#TBT Cast away

I went to make funnel cakes last night and wanted to use the smaller cast iron pan I own. It had been hanging on it’s hook for a few months, and we had not used it for quite some time. However, when I turned the pan around, there was a big circle of rust in the middle of my pan.

I showed it to my husband. He had no idea how it had happened, especially such a perfect circle of rust where the seasoning was gone. It was a puzzle.

I cleaned it up and jumped on Facebook to lament about having to re-season the pan, wishing I could just remove all the seasoning and start over, making it a fresh start. Someone suggested I throw it in the oven with the self-cleaning cycle on – which it was due for anyway. So I popped the pan into the oven, turned on the cleaning cycle, and tried to think good thoughts.

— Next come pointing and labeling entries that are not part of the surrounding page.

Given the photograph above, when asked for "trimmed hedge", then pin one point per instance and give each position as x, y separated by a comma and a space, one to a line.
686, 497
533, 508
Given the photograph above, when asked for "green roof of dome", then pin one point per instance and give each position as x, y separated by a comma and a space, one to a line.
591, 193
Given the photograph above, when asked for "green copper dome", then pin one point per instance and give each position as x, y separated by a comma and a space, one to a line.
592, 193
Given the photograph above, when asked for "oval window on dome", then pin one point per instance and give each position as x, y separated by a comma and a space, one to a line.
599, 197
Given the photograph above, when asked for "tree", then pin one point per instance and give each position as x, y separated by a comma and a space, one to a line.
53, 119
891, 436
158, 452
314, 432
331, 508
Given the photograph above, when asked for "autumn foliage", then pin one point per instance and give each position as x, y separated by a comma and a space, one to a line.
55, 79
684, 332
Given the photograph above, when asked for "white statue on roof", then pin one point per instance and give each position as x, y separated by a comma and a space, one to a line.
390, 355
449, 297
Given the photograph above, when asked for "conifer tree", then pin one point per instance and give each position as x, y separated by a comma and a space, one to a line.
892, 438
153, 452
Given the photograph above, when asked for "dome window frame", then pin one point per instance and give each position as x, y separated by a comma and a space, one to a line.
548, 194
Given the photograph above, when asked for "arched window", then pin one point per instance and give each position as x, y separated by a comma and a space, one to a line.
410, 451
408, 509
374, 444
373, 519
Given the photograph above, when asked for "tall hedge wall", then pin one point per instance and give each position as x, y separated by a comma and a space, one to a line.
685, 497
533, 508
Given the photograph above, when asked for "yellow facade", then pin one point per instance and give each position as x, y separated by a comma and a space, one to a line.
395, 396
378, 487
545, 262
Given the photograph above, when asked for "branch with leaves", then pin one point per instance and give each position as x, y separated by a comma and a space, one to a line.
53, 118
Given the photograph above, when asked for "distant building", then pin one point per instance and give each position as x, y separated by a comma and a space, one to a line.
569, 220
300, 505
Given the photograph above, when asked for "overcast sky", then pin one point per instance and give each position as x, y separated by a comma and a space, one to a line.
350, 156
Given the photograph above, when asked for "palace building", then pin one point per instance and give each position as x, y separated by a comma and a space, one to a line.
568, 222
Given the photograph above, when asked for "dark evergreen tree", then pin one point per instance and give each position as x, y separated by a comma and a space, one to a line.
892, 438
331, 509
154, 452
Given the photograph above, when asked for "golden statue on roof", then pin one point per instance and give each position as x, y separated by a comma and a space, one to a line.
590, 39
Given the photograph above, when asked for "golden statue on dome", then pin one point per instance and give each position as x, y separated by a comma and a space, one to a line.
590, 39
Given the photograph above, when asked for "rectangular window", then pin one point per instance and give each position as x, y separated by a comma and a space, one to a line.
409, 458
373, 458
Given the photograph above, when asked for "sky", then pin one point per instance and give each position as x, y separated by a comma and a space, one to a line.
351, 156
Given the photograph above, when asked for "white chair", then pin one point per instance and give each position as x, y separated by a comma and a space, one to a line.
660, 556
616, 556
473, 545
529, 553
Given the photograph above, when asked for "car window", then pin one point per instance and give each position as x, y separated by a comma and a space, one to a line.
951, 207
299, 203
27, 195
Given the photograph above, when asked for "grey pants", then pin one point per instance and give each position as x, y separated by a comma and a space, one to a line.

After seeing the results, I knew *exactly* how the event had occurred. We had put the pan on the stove to cook something, left it on the stove and then forgotten about it.  Luckily the house didn’t burn down, but the pan was smoking. I told my husband to just put it in the oven and let it cool down naturally. And then we forgot about it.

There is something deeply satisfying about taking care of a cast iron pan. It’s a link to the past, which seems to have skipped a generation in my family. You see, I don’t remember my mother ever having a cast iron skillet. She preferred her Revereware set with the copper bottoms, and I don’t think she owned anything cast iron at all.

It’s funny the things I remember about her kitchen. She had a set of colored Pyrex bowls, the largest being the yellow bowl, and the smallest being a blue bowl. I had named them – Potato salad, cookies, pudding, and Jell-O, for the things my mother made the most often in them. She gave them to me when she sold her house, and I still have Potato Salad and Cookies (Yellow and Green). Pudding and Jell-O were missing in action before I got them.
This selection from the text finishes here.